PEG-IFN-α-based therapy is effective for functional cure in special CHB populations, but its utility is constrained by manageable yet impactful side effects and adherence barriers. Common side effects are generally tolerable with monitoring and proactive management, while severe adverse events are rare but require careful patient selection. Adherence barriers can be mitigated through patient education, supportive care, and healthcare system improvements. A balanced approach that integrates efficacy data with safety and adherence considerations is essential for optimizing PEG-IFN-α usage in clinical practice.

Unaddressed Factors
The underlying basis for the effectiveness of PEG-IFN-α remains unelaborated due to limitations in existing clinical data and study designs, particularly the roles of population-related factors (eg ethnicity, host genetic variations) and viral genotypes in specific geographic regions. Firstly, ethnic differences in immune system function (eg innate immune activation, T-cell responsiveness) may directly influence the mechanism of PEG-IFN-α action. For example, Sub-Saharan African population with HBV/HIV-1 co-infection had higher baseline immune activation than East Asian populations,112 which may alter PEG-IFN-α-induced immune restoration and thus treatment efficacy. The early treatment with IFN-α at age of 1–3 years achieves more than 60% HBsAg loss,125–131 but most data are derived from Chinese pediatric cohorts. It remains unclear whether this high response rate is replicable in other ethnic groups (eg African, Caucasian children) who may have distinct immune maturation patterns. Secondly, host genetic polymorphisms, especially in genes regulating IFN signaling pathway or innate immunity, are critical determinants of IFN-α response in CHB population. For instance, polymorphisms in bone marrow stromal antigen 2 (BST2), an IFN-stimulated gene, predicted PEG-IFN-α response. The BST2 rs_9576 GG genotype was associated with higher HBeAg seroconversion and HBV DNA suppression.138 However, few studies focused on the genetic factors contribution to PEG-IFN-α efficacy in special populations. For example, PEG-IFN-α reduced HCC recurrence by inhibiting integrated HBV DNA transcription and enhancing immune cell function,51,75,76 but it is unknown whether polymorphism in tumor protein 53, which regulates tumor immune surveillance,139,140 influences the ability of PEG-IFN-α to prevent HCC recurrence. Thirdly, HBV genotypes (A–J) exhibit distinct geographic distributions and differ in biological characteristics, which may impact PEG-IFN-α efficacy. HBV genotype A was independently associated with HBsAg loss in HBeAg-negative CHB patients with PEG-IFN-α combined with NAs therapy.141 Addressing the above gaps through multiethnic, genetically informed, and genotype-stratified research will not only deepen mechanistic understanding but also enable precise, personalized treatment strategies.

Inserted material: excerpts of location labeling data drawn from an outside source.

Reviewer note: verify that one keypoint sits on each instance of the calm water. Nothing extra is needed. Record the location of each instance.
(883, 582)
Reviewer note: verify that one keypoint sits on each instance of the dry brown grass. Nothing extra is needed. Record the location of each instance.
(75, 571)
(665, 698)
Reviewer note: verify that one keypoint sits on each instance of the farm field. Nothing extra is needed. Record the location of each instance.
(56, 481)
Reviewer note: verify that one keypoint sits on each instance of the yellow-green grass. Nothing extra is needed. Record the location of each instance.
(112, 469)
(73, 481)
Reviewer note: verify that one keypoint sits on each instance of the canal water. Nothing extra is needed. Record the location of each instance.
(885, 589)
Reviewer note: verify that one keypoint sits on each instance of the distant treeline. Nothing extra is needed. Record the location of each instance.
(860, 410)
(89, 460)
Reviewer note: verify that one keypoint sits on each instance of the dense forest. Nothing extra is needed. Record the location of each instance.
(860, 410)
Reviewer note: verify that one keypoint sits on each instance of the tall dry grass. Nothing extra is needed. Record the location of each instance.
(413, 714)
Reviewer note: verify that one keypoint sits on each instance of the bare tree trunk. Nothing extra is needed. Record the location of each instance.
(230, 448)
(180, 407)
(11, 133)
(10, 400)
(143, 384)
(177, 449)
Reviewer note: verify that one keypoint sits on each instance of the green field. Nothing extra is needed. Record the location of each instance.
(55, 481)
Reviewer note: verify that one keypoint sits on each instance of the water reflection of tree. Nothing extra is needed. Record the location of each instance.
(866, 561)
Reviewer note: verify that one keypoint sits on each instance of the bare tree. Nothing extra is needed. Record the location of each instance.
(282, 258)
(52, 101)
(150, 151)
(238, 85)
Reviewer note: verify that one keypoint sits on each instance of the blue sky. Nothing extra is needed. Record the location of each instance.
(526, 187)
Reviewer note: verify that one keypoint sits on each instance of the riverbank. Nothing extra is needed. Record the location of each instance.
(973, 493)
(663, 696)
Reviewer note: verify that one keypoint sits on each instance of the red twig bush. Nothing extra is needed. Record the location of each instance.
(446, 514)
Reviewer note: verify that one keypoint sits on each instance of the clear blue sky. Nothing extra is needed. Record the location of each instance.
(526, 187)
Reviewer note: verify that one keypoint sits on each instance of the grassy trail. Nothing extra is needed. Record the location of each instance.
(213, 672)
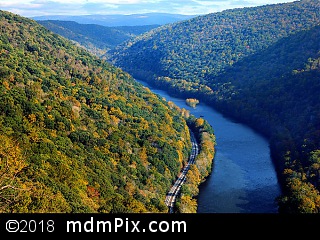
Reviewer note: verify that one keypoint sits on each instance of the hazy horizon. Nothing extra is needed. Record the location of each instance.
(35, 8)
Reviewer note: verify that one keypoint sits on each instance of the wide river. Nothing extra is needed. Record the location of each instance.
(243, 178)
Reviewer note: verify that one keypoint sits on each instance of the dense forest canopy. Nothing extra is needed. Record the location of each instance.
(78, 134)
(95, 38)
(259, 65)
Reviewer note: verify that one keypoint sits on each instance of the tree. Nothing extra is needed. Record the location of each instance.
(11, 165)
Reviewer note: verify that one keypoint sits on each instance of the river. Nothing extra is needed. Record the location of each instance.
(243, 178)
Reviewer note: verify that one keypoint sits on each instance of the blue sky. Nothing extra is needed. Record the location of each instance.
(31, 8)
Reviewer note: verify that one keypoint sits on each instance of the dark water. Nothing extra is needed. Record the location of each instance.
(243, 178)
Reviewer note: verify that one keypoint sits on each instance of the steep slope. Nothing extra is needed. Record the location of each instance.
(96, 38)
(77, 134)
(259, 65)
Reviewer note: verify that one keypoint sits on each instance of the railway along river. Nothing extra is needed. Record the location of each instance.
(243, 178)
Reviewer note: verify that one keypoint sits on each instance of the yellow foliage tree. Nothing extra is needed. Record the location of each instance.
(11, 165)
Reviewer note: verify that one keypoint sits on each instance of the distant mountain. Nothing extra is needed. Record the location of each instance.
(97, 39)
(78, 134)
(121, 20)
(260, 65)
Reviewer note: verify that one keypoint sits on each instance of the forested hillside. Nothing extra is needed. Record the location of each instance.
(95, 38)
(77, 134)
(259, 65)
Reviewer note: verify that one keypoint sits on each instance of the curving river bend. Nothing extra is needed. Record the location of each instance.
(243, 178)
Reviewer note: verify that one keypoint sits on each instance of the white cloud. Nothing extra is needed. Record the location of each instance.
(31, 8)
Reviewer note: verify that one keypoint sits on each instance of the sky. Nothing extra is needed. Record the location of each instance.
(32, 8)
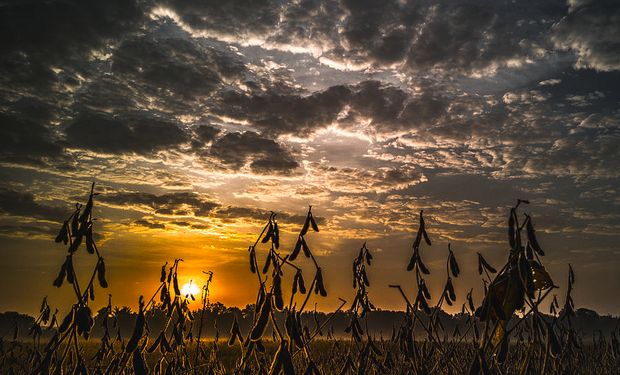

Conclusion and Prospection
In conclusion, PEG-IFN-α demonstrated consistent efficacy and safety in special HBV populations, laying the foundation for a functional cure and supporting clinical decision-making for HBV management (Figure 1). While PEG-IFN-α remains a cornerstone for functional cure in special populations with chronic HBV infection, emerging therapies are needed with synergistic potential to overcome current limitations (eg residual cccDNA, HBV integration, and suboptimal immune restoration). Integrating PEG-IFN-α with novel therapeutic strategies, such as small interfering RNA, Toll-like receptor agonists, and antisense oligonucleotides,142 will target multiple HBV life cycles and address unmet needs, leading to the 2030 HBV elimination goal being closer to reality.